Match tickets 'as low as €20' if all-Ireland bid wins 2023 rugby world cup
Tickets for games at the 2023 Rugby World Cup could be as low as €20 if an all-Ireland bid for the tournament is successful, it has been claimed.
With a cross-border bid for the tournament on the table, the Republic's minister for transport, tourism and sport Shane Ross also confirmed Ireland's games will be broadcast for free.
Some €200 million (£178m) of taxpayer funds has been committed to bring stadiums, training centres and other infrastructure up to scratch for the competition.
Mr Ross also revealed that Ireland has been asked by both World Rugby and football governing body UEFA to look at issues around ticket reselling.

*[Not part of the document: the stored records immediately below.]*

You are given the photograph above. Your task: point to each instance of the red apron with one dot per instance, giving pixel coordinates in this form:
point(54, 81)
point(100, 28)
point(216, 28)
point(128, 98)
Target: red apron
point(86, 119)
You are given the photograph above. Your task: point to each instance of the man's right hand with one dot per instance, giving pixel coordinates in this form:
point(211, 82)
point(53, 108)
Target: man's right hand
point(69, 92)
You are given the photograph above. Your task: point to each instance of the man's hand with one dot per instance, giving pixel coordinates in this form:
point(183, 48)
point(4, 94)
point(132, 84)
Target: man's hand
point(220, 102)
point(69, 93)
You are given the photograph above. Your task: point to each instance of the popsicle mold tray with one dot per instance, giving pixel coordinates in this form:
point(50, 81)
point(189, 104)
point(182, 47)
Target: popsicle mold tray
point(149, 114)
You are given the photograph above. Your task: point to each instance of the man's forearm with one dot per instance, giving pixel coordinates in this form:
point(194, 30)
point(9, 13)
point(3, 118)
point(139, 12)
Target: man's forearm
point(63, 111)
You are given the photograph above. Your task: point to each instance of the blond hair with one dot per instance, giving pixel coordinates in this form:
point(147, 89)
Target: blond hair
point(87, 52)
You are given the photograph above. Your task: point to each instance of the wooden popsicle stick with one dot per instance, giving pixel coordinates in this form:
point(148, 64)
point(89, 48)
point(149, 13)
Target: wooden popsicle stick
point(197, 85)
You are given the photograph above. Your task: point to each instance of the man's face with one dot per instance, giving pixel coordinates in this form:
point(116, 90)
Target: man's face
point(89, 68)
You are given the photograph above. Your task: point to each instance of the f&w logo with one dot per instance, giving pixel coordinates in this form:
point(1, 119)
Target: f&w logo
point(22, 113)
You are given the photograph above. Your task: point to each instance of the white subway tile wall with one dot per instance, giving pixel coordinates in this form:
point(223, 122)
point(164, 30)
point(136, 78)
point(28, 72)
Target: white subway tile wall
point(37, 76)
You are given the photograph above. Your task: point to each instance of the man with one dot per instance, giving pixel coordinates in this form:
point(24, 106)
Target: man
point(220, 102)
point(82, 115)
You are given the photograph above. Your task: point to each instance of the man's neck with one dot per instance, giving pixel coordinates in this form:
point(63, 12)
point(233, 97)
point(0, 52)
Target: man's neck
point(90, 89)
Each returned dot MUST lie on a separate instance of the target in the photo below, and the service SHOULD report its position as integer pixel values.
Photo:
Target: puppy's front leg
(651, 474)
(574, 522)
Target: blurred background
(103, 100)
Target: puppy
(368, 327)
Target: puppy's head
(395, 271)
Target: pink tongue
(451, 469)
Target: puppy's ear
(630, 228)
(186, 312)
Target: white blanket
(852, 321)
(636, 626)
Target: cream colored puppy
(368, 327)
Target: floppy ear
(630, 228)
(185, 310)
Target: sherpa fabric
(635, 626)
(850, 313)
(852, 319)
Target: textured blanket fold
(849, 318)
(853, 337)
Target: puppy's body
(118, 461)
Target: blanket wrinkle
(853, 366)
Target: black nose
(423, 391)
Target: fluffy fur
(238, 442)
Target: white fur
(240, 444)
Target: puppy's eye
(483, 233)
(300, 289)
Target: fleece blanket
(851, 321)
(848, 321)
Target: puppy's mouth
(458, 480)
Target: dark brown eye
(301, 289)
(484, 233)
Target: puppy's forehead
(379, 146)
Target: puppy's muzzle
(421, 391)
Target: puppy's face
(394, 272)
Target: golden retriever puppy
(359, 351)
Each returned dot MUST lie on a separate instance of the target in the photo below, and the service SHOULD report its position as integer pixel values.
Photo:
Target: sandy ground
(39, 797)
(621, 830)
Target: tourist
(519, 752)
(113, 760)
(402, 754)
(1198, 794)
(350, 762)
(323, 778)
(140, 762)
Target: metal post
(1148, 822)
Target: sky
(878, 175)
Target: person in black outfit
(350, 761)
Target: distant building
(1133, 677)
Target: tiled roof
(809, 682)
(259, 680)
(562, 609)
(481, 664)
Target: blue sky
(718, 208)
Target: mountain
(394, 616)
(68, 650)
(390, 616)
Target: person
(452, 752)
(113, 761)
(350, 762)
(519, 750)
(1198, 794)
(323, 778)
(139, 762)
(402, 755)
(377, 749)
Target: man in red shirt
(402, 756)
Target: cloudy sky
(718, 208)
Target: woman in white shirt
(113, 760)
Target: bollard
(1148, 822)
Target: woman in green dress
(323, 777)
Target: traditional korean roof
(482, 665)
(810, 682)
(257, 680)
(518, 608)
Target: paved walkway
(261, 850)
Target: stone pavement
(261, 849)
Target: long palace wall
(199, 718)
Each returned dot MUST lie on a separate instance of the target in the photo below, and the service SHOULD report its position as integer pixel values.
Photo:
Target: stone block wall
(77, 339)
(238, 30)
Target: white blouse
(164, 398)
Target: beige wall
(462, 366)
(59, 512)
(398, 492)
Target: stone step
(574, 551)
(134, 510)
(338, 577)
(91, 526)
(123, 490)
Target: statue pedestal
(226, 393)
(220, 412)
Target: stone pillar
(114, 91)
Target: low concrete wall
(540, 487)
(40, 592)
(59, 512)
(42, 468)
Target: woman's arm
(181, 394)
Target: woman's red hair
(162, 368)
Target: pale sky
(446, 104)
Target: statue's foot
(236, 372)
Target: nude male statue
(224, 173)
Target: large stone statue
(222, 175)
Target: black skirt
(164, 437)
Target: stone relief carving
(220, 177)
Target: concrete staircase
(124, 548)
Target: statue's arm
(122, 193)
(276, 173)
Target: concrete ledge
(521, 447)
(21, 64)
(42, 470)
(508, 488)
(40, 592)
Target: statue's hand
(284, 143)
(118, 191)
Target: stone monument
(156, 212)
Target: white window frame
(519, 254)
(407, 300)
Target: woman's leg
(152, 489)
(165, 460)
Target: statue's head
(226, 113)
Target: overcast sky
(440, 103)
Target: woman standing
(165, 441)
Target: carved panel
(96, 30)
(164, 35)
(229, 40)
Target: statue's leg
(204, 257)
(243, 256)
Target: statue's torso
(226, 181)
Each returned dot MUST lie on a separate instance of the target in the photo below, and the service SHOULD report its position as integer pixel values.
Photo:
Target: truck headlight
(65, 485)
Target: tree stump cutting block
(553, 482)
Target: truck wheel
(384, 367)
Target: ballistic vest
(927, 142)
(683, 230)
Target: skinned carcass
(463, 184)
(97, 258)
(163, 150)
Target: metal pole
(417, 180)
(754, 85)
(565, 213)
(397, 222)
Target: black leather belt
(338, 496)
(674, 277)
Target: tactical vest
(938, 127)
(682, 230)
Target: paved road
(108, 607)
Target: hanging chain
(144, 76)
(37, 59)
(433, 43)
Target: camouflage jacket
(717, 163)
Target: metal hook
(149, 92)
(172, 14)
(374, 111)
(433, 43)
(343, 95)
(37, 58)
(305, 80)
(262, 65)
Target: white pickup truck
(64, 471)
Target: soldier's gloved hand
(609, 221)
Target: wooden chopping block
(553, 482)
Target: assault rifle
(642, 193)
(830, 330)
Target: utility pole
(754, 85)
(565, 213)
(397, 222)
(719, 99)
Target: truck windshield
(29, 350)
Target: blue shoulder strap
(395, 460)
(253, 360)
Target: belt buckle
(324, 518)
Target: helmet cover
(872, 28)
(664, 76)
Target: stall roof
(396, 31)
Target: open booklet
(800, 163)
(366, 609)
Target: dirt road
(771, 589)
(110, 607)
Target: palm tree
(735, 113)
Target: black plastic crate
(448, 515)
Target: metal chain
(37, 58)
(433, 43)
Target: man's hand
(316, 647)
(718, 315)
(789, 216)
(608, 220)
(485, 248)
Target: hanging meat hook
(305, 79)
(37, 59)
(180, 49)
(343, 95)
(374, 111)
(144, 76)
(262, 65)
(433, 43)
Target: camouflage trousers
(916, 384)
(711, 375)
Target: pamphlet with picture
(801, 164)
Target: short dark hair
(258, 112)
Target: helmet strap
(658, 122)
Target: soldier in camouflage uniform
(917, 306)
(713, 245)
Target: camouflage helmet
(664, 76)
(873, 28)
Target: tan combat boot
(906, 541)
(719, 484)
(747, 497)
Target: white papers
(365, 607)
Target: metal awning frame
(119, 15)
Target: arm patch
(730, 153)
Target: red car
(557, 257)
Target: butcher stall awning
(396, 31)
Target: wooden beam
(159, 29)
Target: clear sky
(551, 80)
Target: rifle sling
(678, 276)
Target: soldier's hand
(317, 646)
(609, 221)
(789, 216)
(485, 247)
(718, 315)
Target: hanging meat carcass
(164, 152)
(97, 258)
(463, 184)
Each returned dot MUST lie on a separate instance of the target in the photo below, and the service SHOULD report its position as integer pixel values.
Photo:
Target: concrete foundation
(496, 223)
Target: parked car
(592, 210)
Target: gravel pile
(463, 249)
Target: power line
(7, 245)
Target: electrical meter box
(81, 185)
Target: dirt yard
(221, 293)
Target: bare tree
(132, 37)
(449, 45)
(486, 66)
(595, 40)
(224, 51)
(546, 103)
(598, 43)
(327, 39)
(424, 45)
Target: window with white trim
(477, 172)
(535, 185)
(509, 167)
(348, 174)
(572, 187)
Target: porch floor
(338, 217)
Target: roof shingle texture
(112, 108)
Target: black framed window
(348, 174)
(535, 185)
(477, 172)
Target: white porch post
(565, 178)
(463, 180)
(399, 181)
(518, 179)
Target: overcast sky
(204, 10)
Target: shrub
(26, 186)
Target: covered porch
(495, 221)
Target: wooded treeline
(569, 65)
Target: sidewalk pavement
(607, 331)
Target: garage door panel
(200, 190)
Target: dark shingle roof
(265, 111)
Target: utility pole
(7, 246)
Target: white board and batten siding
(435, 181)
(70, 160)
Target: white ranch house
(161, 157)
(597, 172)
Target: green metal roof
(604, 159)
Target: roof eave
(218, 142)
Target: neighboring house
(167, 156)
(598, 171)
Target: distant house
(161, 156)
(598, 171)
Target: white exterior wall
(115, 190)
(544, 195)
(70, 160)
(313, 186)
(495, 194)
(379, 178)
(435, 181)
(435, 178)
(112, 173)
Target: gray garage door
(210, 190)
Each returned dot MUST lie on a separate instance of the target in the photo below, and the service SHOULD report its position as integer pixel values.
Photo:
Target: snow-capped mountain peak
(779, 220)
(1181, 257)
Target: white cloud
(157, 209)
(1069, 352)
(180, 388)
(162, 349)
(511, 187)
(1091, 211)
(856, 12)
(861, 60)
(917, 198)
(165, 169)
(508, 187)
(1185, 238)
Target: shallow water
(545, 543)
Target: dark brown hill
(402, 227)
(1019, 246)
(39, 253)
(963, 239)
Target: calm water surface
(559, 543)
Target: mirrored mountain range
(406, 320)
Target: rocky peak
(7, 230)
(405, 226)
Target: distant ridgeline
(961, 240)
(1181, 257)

The minister said the government was considering new laws to crack down on touting.
"It's something we have got to be conscious of," he said.
"It would be reputationally damaging to the state if there was ticket touting on a massive scale."
Twelve venues have been put on a longlist as part of the Republic's government and Northern Ireland Executive's bid to host the Rugby World Cup in September-October 2023.
Taking questions at the Oireachtas Transport Committee on the benefits and risks from hosting the tournament, Mr Ross said tickets would be competitively priced.
"Let's be quite straight about it. It's meant to make a profit. This is not intended to run at a loss for anybody," he said. "I'm not going to reveal any detailed figures. But some of the tickets will be as low as 20 euro."
Among the stadiums identified for games are Derry's Celtic Park, a surprise inclusion, and Belfast's Casement Park, which has yet to be built.
Flagship venues in Dublin include Croke Park and rugby HQ in Lansdowne Road.
Others include Belfast's Ravenhill, Dublin's RDS, Kilkenny's Nowlan Park, Cork's new Pairc Ui Chaoimh, Killarney's Fitzgerald Stadium, Limerick's Thomond Park, Galway's Pearse Stadium and Castlebar's McHale Park.
Forty training facilities in rugby and sports clubs around the country will also be upgraded while up-to-speed broadband is an essential.
The winning bid will be announced in November with France and South Africa also in the running.
Mr Ross also said Ireland should consider a bid for the Olympic Games, an idea laughed at back in 1992 when then Lord Mayor of Dublin Gay Mitchell had accountants and other experts assess the idea.
"We're now thinking in these terms and it's really very, very exciting. Let's think about the Olympics. Sure," he told the committee.
"Now it's a real, realistic prospect if we build up these stadiums and we are a credible bidder, which we obviously are, and if we win this bid I think the sky's the limit."
Mr Ross also told the committee that hosting the 2023 Rugby World Cup would bring in 450,000 visitors spending about €760m (£677m) and a financial return to the state of about €138m (£123m).